Intens.id Versi penuh
Hukum dan Kriminal

Gakkumhut Gagalkan Penyelundupan 45 Meter Kubik Kayu Besi Ilegal di Perairan Buton Utara, Nakhoda Jadi Tersangka

Oleh Redaksi Intens.id 06 Jul 2026 19:55 5 menit baca

Intens.id, Buton Utara - Kementerian Kehutanan (Kemenhut) melalui Balai Penegakan Hukum Kehutanan (Gakkumhut) Wilayah Sulawesi berhasil menggagalkan upaya penyelundupan sekitar 45 meter kubik kayu olahan jenis kayu besi yang diduga ilegal. Operasi gabungan yang dilaksanakan di Perairan Ngapaea, Kecamatan Bonegunu, Kabupaten Buton Utara, Sulawesi Tenggara, ini mengamankan satu unit kapal kayu beserta muatan kayu yang rencananya akan dikirim ke Kabupaten Bulukumba, Sulawesi Selatan.

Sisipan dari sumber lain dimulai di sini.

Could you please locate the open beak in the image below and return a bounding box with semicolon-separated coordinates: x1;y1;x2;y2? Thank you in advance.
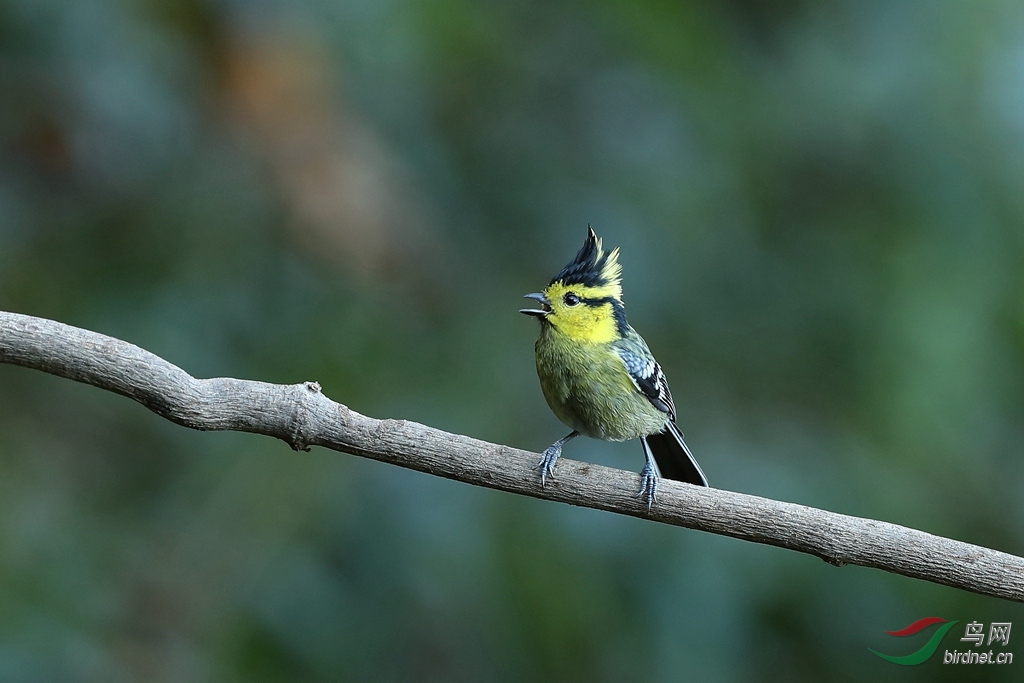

Penindakan tegas terhadap praktik kejahatan kehutanan ini bermula pada Kamis, 2 Juli 2026, sekitar pukul 00.43 WITA. Balai Gakkumhut Wilayah Sulawesi menerima informasi intelijen mengenai dugaan peredaran hasil hutan ilegal yang bersumber dari wilayah Kabupaten Buton Utara. Menindaklanjuti laporan tersebut, Tim Operasi Gabungan segera bergerak melakukan penyisiran intensif di wilayah perairan Ngapaea.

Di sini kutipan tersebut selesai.